Our cruise ship accident lawyers here at LMAW have often stressed just how critical it is for cruise lines to have lifeguards on board, yet, as it currently stands, there is no maritime law in place that actually requires cruise lines to do so. Why is that?
Well, though cruise lines haven’t actually come clean about their reasons for not employing lifeguards on ships, we can speculate as to why they haven’t done so. Let’s explore some of these possible reasons.

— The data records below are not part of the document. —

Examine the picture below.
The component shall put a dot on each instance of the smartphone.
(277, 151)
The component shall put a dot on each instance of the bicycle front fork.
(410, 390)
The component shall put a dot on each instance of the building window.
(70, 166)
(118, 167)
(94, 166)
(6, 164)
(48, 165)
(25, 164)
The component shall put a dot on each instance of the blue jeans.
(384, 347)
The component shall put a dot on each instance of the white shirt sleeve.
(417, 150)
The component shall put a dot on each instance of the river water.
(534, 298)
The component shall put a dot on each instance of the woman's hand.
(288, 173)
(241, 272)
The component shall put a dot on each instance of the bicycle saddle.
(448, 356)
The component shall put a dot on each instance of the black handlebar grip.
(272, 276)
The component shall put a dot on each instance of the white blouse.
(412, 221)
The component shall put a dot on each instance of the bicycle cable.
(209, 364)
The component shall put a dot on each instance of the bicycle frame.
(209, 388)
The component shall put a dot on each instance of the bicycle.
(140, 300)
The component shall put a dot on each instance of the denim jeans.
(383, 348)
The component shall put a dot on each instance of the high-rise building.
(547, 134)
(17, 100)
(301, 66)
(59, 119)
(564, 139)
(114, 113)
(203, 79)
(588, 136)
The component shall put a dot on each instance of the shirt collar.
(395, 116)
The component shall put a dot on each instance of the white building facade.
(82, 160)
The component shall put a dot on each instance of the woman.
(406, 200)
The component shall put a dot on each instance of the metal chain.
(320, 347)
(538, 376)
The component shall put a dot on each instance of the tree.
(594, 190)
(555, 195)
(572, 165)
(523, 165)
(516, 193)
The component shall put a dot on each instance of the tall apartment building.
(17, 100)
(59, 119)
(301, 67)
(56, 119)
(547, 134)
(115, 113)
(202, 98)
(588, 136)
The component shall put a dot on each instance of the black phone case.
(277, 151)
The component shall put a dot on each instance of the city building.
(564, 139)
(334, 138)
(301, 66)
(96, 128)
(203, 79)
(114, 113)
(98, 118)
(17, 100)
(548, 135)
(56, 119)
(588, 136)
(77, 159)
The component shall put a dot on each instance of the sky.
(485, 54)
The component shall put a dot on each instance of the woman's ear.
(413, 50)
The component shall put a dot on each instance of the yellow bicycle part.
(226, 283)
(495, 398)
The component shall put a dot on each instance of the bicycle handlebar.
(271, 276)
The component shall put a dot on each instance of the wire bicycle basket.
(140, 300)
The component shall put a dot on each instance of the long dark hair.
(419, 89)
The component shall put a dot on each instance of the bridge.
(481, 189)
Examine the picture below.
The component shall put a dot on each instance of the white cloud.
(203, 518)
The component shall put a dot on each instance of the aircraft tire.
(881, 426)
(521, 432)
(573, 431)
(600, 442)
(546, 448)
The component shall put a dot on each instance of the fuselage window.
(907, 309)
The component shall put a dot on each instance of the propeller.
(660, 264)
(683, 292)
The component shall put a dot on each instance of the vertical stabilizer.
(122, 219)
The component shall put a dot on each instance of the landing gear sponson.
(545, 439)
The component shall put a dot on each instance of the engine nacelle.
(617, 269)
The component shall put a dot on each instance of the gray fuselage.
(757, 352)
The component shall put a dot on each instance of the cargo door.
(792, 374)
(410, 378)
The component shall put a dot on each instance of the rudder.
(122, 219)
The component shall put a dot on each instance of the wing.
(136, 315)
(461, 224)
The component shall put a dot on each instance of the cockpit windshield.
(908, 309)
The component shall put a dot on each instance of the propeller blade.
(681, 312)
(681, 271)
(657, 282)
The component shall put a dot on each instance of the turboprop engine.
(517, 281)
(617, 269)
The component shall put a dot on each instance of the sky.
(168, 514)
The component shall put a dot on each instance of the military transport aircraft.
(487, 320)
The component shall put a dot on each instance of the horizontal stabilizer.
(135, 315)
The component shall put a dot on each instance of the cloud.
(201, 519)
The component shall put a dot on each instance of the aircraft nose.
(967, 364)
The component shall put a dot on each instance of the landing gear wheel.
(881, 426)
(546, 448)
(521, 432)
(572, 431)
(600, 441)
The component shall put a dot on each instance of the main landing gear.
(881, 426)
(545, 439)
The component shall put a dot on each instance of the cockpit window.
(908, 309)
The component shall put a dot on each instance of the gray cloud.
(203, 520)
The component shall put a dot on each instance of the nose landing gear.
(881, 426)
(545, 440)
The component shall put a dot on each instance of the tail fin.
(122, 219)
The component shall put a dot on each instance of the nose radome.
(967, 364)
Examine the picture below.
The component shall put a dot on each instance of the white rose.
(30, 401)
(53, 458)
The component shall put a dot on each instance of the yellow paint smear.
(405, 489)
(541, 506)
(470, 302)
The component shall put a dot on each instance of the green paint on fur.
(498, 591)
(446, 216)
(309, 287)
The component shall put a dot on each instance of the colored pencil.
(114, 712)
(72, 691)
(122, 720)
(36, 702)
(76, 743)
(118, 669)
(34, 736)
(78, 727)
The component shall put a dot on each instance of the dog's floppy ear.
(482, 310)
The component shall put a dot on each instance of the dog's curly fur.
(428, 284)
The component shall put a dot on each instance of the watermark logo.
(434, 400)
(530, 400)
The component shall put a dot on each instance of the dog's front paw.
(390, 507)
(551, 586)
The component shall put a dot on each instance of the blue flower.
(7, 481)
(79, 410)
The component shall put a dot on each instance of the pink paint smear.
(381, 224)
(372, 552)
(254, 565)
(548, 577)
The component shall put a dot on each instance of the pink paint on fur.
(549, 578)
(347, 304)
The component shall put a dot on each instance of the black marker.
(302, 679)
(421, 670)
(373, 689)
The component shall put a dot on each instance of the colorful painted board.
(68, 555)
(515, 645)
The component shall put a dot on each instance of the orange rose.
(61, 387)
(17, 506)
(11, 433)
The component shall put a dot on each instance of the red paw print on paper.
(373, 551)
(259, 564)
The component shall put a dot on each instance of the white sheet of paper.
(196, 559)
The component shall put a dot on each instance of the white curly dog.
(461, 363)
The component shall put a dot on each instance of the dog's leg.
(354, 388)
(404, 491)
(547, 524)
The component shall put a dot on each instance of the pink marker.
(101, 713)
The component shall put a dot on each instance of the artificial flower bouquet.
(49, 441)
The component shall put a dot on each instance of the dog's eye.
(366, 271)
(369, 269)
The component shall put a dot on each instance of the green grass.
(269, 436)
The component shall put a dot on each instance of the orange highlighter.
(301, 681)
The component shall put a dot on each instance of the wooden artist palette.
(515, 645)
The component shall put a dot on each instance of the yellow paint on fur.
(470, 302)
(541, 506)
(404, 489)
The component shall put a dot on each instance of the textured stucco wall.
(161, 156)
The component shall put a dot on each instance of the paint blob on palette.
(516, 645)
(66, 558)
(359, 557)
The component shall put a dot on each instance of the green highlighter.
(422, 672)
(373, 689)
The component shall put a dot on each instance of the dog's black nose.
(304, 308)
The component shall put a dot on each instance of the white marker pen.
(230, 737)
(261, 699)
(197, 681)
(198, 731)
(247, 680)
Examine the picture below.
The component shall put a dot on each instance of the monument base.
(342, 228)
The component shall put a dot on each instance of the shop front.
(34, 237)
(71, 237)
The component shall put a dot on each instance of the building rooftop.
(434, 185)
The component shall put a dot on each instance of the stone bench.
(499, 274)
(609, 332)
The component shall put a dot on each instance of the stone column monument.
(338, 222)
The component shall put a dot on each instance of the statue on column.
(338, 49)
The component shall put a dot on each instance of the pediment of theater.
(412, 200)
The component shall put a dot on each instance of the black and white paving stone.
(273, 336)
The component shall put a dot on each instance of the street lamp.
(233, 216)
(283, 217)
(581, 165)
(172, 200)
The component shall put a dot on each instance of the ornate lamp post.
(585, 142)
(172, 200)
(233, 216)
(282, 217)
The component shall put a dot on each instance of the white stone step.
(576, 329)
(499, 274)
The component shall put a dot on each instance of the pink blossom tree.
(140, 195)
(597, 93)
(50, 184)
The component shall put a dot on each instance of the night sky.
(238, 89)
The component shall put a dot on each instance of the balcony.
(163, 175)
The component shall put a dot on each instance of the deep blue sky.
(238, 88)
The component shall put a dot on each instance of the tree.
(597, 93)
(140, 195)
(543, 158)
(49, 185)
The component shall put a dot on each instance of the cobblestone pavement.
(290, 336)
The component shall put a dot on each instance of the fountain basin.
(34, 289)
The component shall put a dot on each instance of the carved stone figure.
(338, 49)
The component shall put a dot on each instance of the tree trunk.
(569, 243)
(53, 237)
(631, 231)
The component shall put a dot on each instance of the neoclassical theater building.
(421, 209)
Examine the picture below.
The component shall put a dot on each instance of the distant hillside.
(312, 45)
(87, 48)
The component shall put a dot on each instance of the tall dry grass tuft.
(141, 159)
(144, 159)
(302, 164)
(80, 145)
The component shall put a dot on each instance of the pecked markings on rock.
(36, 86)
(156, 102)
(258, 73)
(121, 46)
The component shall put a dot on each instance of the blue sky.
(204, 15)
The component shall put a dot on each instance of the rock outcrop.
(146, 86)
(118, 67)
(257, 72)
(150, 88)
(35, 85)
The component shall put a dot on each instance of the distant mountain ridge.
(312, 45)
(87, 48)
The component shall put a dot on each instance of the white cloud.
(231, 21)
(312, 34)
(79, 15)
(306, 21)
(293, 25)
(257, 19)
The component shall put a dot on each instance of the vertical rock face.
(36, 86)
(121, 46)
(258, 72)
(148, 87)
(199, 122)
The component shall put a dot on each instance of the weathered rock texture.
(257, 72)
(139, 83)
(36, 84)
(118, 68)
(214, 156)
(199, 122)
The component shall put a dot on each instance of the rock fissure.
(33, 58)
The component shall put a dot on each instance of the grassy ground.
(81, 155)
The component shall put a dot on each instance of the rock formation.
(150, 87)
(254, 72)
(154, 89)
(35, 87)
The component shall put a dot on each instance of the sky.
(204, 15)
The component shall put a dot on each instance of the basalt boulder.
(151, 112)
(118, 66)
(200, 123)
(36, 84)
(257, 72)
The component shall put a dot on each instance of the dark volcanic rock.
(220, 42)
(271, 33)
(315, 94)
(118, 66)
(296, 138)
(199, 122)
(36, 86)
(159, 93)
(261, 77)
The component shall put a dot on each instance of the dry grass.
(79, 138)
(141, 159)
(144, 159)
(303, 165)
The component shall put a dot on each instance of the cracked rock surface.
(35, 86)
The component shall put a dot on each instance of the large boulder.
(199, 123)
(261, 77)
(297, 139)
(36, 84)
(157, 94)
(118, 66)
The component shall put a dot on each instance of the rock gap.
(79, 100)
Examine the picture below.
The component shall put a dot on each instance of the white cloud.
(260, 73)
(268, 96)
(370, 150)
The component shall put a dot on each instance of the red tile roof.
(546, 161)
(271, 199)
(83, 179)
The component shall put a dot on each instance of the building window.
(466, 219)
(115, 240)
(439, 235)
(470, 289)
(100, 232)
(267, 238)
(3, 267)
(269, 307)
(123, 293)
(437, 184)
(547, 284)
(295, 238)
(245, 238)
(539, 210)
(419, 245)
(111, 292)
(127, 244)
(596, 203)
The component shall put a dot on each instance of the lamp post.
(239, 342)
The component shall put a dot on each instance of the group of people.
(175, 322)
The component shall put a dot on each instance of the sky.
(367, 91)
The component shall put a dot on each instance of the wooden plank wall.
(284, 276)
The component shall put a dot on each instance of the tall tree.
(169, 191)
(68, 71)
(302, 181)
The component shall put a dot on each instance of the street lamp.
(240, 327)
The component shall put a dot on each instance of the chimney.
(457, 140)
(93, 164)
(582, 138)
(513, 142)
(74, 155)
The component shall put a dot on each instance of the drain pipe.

Though building a mega ship like Oasis of the Seas costs quite a pretty penny (we’re talking a billion dollars), as does the wide range of entertainment options provided on these vessels, cruise lines don’t tend to invest the same amount of revenue on safety features – lifeguards being a main factor in the preservation of passenger safety. Sure, they have no qualms about dishing out the big bucks on those “wow” factor features, like AquaTheaters or FlowRiders, but in the grand scheme of things, the cost of hiring lifeguards is a miniscule expense when compared to the amount spent on all the glitz and glam. If cost really is a factor, then maybe it’s time cruise lines reprioritized. Establishing a safe shipboard environment should be the primary area where funds are allocated to because all the cool attractions on a ship won’t mean anything if no one wants to sail on a ship that isn’t safe.